To find the tar-diffs that are relevant for upgrading to an image version, the client downloads a manifest that is stored in the same repository as the images. This delta manifest defines an OCI Artifact where each layer in the artifact refers to a tar-diff blob that can generate one of the layers in the real image, and we use the per-layer annotations to record the DiffIDs the layer goes TO and FROM. For each layer in the image being pulled we try to find a tar-diff layer with the corresponding TO annotation and a FROM annotation that is locally available (as an extracted directory of files). If no matches for the layer is found we fall back to downloading the layer as usual.

Just as normal, when pulling an image we first resolve the tag to the digest, but then we need a way to locate the delta manifest for this particular digest. This is currently done by resolving the single tag `_deltaindex` which is an OCI index where each image is a delta manifest. A key in the annotations for each delta manifest declares what image digest it applies to.

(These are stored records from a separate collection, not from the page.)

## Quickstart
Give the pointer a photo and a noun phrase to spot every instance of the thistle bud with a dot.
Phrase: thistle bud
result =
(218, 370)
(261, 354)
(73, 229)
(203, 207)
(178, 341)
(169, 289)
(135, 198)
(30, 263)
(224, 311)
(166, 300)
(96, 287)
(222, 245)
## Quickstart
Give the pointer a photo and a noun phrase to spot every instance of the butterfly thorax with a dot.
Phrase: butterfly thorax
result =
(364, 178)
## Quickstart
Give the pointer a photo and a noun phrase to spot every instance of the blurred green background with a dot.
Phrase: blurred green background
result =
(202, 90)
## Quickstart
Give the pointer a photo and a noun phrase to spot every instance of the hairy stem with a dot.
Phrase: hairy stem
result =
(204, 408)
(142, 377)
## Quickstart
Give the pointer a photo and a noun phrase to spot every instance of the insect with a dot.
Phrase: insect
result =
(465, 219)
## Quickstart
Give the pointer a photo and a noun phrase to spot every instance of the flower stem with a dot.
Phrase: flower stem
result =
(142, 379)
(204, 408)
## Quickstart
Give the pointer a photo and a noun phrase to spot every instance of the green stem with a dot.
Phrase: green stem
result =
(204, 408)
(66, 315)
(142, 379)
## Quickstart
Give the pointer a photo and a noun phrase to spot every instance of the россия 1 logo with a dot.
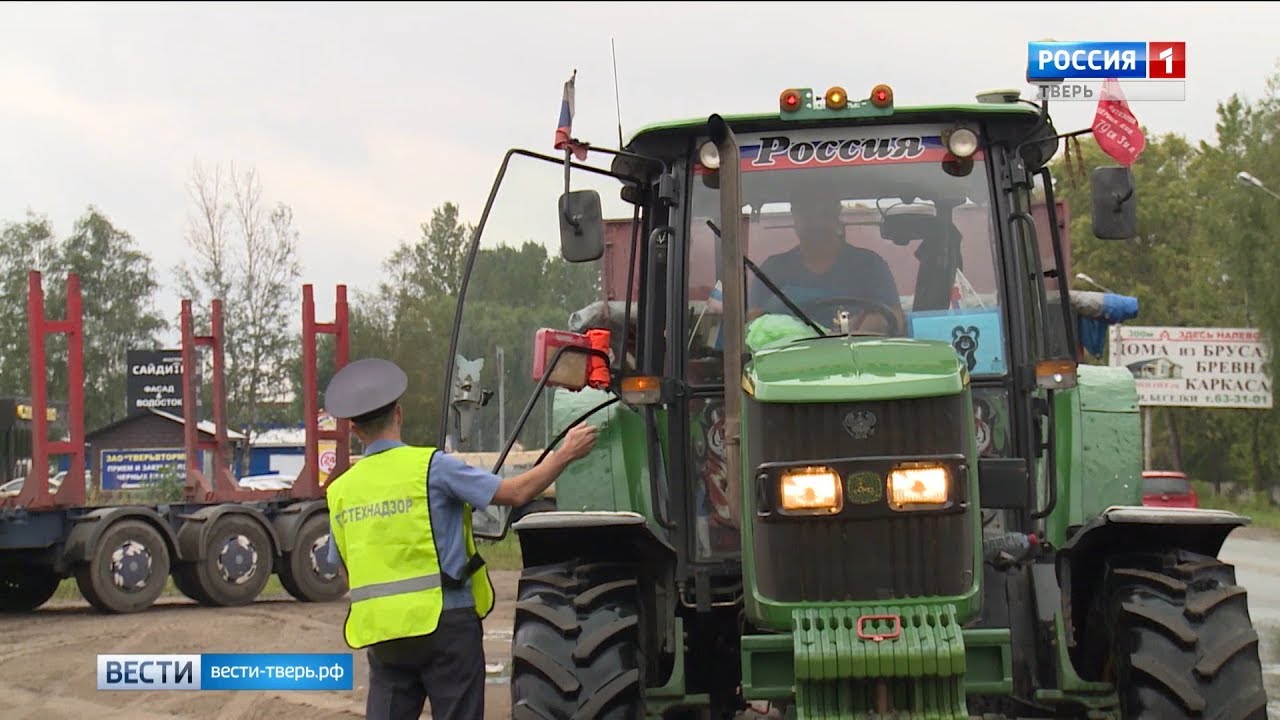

I currently have an implementation of using deltas in containers/image, and code in skopeo to generate deltas:

 https://github.com/containers/image/pull/902

I also put some example deltas at:

  https://hub.docker.com/repository/docker/alexl/fedoratest

A more detailed specification of the current delta implementation, with some examples, is available here:

  https://hackmd.io/@owtaylor/Sk3O_dTXL

As well as a specification for the tar-diff file format:

 https://hackmd.io/@owtaylor/ByqZMKltL

Note that the specification above uses custom media types for the delta manifests, but the current implementation uses the normal OCI manifest media types. This is in order to be able to put the deltas on registries that do not support OCI artifacts (such as docker hub).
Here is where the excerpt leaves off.